E tem um detalhe narrativo crucial que ferrou com tudo: o ponto de vista. No longa, a gente engole a história pela ótica da própria Catherine. Virou o diário de uma adolescente apaixonada. No livro original, a coisa é genial justamente porque quem conta tudo é a governanta, Nelly Dean. E vamos mandar a real? A Nelly era uma narradora zero confiável. Ela mesma tinha seus ressentimentos, recalques e invejas contra aquela galera. Muita da maldade e do tom pesado da obra literária é fruto da mente dela, da forma como ela filtrava e julgava os fatos. Quando o filme arranca a história das mãos dessa fofoqueira rancorosa e entrega para a visão romantizada da Cathy, a obra perde toda aquela ambiguidade sombria e desce pelo ralo.

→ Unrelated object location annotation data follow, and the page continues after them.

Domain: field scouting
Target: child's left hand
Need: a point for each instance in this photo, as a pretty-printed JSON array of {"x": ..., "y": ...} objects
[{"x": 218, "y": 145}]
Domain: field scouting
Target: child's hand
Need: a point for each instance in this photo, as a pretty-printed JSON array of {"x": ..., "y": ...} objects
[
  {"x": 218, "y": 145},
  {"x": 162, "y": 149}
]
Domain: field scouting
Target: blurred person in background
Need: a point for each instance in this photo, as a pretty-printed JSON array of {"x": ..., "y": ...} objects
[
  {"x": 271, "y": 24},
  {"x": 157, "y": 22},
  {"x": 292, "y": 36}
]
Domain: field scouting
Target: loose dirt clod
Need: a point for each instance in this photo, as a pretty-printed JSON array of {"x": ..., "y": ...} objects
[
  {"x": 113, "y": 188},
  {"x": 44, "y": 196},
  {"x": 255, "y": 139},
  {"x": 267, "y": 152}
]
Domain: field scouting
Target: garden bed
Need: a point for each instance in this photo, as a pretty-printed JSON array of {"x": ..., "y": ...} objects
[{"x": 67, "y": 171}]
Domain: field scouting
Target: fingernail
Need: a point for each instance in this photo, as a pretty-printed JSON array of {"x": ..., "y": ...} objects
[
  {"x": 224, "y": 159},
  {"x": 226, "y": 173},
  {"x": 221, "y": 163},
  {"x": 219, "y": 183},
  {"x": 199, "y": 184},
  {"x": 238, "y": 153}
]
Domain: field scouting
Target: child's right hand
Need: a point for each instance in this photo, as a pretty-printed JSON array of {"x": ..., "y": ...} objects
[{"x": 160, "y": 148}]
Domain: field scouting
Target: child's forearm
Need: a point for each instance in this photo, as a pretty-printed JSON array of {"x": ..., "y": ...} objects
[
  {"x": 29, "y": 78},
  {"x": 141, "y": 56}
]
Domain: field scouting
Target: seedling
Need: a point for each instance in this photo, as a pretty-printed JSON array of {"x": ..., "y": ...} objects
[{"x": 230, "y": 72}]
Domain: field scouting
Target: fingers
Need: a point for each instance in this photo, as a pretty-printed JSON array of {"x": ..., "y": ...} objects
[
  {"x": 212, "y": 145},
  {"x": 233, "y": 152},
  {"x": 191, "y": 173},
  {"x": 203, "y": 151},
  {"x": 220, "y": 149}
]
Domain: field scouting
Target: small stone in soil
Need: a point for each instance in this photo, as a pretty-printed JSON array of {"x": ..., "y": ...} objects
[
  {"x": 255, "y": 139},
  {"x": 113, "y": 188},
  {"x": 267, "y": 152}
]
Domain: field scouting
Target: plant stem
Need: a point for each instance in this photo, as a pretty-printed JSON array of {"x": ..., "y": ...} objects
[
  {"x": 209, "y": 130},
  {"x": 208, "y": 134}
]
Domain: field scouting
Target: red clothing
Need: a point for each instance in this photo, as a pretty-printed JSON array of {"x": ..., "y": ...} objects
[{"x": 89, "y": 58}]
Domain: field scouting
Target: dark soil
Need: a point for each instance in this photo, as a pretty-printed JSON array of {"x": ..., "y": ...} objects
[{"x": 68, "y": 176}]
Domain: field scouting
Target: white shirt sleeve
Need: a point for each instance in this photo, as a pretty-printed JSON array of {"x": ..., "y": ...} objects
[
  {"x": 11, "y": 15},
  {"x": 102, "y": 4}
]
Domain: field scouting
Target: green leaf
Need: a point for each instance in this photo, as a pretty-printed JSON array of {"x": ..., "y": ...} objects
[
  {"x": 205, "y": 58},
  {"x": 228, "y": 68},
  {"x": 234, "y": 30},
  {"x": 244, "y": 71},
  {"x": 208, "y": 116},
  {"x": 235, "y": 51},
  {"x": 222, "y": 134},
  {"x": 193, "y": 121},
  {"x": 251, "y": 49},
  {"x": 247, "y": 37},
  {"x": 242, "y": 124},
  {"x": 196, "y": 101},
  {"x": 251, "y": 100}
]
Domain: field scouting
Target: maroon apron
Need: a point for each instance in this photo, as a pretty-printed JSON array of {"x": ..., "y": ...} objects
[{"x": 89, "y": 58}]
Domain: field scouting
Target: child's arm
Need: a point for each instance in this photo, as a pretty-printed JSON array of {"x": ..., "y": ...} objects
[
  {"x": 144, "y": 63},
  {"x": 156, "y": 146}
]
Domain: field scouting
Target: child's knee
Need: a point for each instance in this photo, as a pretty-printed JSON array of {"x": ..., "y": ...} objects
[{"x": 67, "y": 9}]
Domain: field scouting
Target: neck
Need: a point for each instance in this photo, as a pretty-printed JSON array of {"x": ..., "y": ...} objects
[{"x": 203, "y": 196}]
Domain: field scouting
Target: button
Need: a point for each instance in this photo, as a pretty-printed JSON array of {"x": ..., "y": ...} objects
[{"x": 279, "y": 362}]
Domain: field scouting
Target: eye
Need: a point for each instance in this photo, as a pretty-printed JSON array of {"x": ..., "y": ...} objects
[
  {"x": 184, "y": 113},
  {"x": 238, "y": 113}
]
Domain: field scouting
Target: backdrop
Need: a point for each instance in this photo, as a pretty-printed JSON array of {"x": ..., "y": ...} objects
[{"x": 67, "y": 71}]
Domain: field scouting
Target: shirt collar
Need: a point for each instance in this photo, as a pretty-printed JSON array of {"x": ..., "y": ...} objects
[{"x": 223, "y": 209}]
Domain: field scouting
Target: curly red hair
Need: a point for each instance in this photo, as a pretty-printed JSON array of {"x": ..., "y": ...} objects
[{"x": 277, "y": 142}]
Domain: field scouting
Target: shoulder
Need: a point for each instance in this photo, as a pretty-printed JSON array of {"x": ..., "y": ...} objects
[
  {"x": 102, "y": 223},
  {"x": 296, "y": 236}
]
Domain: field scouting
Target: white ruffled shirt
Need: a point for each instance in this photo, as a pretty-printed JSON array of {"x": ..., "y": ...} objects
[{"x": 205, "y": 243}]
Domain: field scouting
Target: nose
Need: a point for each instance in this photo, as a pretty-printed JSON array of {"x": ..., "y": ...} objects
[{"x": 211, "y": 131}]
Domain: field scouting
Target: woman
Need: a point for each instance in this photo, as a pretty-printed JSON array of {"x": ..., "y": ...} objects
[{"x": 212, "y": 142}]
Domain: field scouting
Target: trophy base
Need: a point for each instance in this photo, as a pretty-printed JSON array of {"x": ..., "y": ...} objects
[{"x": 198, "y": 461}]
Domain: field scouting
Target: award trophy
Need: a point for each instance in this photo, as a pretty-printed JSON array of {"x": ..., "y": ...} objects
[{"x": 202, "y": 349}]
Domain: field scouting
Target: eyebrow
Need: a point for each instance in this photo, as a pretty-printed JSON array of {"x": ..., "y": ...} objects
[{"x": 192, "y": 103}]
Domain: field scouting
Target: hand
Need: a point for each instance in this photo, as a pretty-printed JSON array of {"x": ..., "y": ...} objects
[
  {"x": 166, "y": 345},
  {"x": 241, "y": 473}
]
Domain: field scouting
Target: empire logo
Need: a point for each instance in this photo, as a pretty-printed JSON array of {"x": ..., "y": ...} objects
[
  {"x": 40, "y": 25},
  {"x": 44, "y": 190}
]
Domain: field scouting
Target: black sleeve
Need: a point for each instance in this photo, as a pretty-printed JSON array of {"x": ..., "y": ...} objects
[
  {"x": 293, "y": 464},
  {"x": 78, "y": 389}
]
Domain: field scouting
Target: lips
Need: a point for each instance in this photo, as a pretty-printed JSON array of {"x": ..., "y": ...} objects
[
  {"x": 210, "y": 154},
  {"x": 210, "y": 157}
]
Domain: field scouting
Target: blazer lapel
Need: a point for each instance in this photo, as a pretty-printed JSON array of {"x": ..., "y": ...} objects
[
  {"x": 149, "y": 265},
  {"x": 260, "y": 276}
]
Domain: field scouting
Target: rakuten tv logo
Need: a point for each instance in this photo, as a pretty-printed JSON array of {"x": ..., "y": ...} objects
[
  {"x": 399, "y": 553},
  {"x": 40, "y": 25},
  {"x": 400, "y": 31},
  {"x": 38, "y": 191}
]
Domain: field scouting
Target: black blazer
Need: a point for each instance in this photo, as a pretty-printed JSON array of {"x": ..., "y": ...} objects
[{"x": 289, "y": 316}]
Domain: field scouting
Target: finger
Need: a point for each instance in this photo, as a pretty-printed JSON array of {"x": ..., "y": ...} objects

Para piorar, desde a primeira até a última cena, o filme tenta sensualizar absolutamente tudo. Embora não mostre quase nada explícito, a tensão de quarto de motel permeia o ar o tempo todo. No livro, Heathcliff e Cathy jamais fizeram amor. A conexão deles era metafísica. Era uma doença do espírito e algo muito maior do que a carne. Aqui, transformaram o cara num herói incompreendido movido por tesão reprimido. Acabaram de vez com a complexidade do monstro.

5. Conclusão e Veredito

Sinceramente, vamos separar a ficção da realidade aqui. Se você não faz a menor ideia do que é a obra original da Emily Brontë, o filme acaba sendo um romance bem interessante. É uma daquelas boas pedidas para jogar no streaming no fim de semana, com um balde de pipoca e uma Coca-Cola gelada. Dá até para assistir tranquilamente com os adolescentes da casa, pois não tem nada de sexo explícito (o que cai como uma luva, já que essa nova geração parece sentir um desconforto absurdo até em ver silhuetas de corpos na tela, não é mesmo?).

Agora, se você conhece o livro, sentiu o peso da história e gostou daquela escuridão toda… meu amigo, passe longe. Você não vai encontrar absolutamente nenhuma semelhança na tela, a não ser os nomes dos personagens e as locações.

Na minha opinião, se você quer assistir à versão da obra que mais se aproximou da essência e da brutalidade dos livros, procure a adaptação de 1992, estrelada por Ralph Fiennes e Juliette Binoche. Sim, eu sei muito bem que o Ralph é um homem caucasiano e passa longe do “cigano de pele escura” descrito pela autora, mas a atmosfera rancorosa e a atuação entregam exatamente o que a história pede. O resto? É só vitrine.

Nota: 4/10 (Pelas paisagens e para curtir como um entretenimento pipoca, porque para os fãs da obra, é perda de tempo).

Prós e Contras

  • Prós: A fotografia e os figurinos são deslumbrantes se você curte uma viagem visual extravagante e desconectada da realidade.

  • Contras: Desrespeita a essência do material original, ignora a genialidade da narração não-confiável de Nelly Dean, transforma o ódio profundo em tensão sexual barata e reduz personagens muito densos a estereótipos rasos.

Encerramento

Vou ali fazer outro café porque esse filme me deu preguiça. Pensem bem antes de gastar o suado dinheiro de vocês com ingressos caros, meus nobres. A vida é muito curta para assistir a adaptações frouxas. Fiquem firmes, cultivem a própria mente e até a próxima transmissão direto do bunker.